The average price target of $224.04 implies modest downside of 1.6% from the current price of $227.67, though the range of estimates is wide: the high target of $261.00 suggests 14.6% upside, while the low target of $187.00 implies 17.9% downside. The tight clustering around the mean target reflects a consensus view that the stock is fairly valued near current levels, with upside dependent on the firm's ability to sustain earnings momentum and navigate the uncertain macro environment. The recent upgrade activity and stable sentiment suggest analysts are giving Morgan Stanley credit for its execution track record while remaining watchful of geopolitical and market risks.
Part 4: Technical Picture
Morgan Stanley is entering earnings with strong technical momentum, trading at $227.67 and positioned above all key moving averages: the 5-day ($222.25), 10-day ($219.02), 20-day ($219.75), 50-day ($208.43), 100-day ($190.09), and 200-day ($180.67). This alignment signals a robust uptrend across all timeframes, with the stock having gained significant ground over the past six months.

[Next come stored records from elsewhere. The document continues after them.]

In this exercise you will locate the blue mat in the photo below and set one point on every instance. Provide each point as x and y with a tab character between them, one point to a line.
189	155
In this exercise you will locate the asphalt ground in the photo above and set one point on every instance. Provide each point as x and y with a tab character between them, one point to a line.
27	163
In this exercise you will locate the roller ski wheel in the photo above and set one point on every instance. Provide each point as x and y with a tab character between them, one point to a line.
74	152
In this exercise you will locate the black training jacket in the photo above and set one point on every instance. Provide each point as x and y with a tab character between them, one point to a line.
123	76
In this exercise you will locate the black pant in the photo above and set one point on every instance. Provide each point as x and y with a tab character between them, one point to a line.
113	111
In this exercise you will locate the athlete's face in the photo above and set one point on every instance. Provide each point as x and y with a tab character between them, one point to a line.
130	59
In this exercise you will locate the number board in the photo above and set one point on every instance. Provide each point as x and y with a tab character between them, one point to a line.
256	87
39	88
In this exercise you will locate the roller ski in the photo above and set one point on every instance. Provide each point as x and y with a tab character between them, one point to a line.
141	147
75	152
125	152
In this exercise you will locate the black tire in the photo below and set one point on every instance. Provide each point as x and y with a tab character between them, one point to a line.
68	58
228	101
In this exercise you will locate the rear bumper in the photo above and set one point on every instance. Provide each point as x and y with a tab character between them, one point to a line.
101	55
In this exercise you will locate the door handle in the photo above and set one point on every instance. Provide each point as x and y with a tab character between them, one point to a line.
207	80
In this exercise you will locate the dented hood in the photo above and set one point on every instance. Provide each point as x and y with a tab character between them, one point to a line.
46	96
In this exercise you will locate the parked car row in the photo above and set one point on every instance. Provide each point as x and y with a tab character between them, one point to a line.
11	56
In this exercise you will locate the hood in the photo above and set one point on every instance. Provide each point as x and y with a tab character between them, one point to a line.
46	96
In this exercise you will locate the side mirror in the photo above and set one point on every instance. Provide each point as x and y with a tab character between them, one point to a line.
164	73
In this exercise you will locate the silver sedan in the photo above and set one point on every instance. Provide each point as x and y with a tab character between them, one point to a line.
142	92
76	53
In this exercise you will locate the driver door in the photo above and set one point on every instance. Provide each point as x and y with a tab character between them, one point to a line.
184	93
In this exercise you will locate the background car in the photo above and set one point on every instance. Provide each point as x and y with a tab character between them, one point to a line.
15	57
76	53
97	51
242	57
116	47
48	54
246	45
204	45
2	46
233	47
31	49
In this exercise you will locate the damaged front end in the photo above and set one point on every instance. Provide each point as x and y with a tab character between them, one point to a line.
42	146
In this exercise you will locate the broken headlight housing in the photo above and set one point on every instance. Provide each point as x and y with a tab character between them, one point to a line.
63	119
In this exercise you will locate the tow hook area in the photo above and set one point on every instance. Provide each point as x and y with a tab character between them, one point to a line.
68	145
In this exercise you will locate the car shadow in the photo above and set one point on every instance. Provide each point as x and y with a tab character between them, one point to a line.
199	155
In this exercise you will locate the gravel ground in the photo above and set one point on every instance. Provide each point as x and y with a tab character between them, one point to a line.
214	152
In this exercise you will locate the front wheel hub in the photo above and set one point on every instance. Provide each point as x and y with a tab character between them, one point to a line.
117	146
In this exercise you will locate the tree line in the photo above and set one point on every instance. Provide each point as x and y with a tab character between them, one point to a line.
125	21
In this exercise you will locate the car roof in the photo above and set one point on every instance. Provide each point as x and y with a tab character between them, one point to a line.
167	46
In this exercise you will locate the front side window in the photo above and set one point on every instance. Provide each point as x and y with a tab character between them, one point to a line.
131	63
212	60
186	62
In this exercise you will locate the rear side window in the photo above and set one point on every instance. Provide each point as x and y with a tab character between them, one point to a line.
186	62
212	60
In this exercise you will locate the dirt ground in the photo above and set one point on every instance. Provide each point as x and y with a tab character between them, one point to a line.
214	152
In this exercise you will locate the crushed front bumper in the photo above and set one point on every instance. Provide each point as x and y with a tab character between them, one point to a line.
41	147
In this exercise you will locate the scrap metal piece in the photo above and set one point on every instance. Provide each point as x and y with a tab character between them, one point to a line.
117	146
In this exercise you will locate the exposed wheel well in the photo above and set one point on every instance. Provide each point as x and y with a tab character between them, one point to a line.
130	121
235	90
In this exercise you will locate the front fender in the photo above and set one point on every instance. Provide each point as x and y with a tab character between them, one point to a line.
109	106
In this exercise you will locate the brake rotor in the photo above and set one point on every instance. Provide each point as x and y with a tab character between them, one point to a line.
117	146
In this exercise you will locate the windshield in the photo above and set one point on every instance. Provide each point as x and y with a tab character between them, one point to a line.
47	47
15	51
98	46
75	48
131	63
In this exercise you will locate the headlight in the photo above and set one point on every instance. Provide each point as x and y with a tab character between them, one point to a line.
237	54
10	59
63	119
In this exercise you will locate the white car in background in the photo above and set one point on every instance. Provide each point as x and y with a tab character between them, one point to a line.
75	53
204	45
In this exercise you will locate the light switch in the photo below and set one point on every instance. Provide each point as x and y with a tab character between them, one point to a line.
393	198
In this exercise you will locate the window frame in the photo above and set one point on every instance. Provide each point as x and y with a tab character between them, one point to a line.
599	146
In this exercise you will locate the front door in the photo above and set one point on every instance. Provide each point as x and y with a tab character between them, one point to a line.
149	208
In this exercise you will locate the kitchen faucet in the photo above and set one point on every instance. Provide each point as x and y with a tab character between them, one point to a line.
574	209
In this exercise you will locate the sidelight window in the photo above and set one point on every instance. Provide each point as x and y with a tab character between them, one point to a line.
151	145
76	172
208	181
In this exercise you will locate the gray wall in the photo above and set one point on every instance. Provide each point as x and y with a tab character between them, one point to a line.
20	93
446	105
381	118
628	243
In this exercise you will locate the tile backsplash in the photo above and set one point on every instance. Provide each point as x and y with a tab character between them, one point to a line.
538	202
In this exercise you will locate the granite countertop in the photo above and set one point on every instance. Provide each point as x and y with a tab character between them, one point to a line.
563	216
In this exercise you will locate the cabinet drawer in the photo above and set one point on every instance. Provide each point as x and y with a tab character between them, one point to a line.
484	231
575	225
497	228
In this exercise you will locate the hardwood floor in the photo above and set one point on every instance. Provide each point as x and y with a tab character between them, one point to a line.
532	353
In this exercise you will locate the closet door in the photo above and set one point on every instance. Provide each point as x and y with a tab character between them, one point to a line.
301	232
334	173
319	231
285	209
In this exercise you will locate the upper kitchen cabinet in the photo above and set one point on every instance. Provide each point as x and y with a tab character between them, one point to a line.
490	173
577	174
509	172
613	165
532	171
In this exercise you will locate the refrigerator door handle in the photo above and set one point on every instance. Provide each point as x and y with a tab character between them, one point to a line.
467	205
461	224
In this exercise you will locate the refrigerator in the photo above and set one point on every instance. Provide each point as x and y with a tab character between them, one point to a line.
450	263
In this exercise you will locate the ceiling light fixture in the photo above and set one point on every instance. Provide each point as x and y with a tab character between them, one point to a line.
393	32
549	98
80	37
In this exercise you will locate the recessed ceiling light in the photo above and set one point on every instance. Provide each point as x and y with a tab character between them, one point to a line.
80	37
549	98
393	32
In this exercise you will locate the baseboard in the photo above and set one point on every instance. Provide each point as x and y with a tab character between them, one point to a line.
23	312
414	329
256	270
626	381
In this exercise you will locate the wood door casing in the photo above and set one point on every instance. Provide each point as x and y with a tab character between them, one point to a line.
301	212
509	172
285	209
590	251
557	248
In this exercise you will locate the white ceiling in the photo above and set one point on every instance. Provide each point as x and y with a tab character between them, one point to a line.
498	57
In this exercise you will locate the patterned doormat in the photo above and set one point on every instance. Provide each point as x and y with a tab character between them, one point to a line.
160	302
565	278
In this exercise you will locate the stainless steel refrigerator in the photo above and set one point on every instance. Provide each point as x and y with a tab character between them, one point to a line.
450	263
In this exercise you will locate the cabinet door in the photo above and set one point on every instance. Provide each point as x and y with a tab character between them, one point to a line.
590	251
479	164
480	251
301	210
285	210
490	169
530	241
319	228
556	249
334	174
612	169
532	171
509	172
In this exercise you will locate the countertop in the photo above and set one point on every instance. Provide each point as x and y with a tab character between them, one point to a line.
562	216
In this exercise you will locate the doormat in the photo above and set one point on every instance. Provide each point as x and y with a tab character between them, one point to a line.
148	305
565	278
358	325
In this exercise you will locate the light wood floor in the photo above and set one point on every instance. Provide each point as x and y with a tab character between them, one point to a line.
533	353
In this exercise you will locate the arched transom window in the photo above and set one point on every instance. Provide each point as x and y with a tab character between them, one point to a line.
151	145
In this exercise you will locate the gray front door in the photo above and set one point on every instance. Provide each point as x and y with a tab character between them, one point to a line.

The Barchart Technical Opinion has been locked at 100% Buy for the current week, last week, and last month, reflecting maximum bullish conviction from the signal. The consistency of this reading underscores the strength of the trend heading into the earnings release.
Timeframe Analysis:
- Short-term (100% Buy): Maximum buy signal indicates powerful near-term momentum with no signs of exhaustion
- Medium-term (100% Buy): Sustained bullish reading confirms the intermediate-term trend remains firmly intact
- Long-term (100% Buy): Strong buy signal across the longer timeframe reflects a durable uptrend with broad-based support
Trend Characteristics: The signal strength is rated Maximum and the directional ranking places Morgan Stanley in the Top 1% of stocks, indicating the trend environment is exceptionally favorable heading into earnings.
| Period | Value | Period | Value |
|---|---|---|---|
| 5-Day MA | $222.25 | 50-Day MA | $208.43 |
| 10-Day MA | $219.02 | 100-Day MA | $190.09 |
| 20-Day MA | $219.75 | 200-Day MA | $180.67 |
The stock's position above all moving averages and the widening gap between price and longer-term averages (nearly $47 above the 200-day) suggest strong institutional accumulation and momentum. However, the extended nature of the rally also means the stock has less technical cushion if results disappoint — a miss could trigger profit-taking back toward the 20-day moving average near $219.75. The 50-day average at $208.43 would represent a more significant support level in a deeper pullback. Overall, the technical setup is highly supportive for a continuation rally on a beat-and-raise scenario, but the lack of nearby support levels makes risk management critical for traders holding through the print.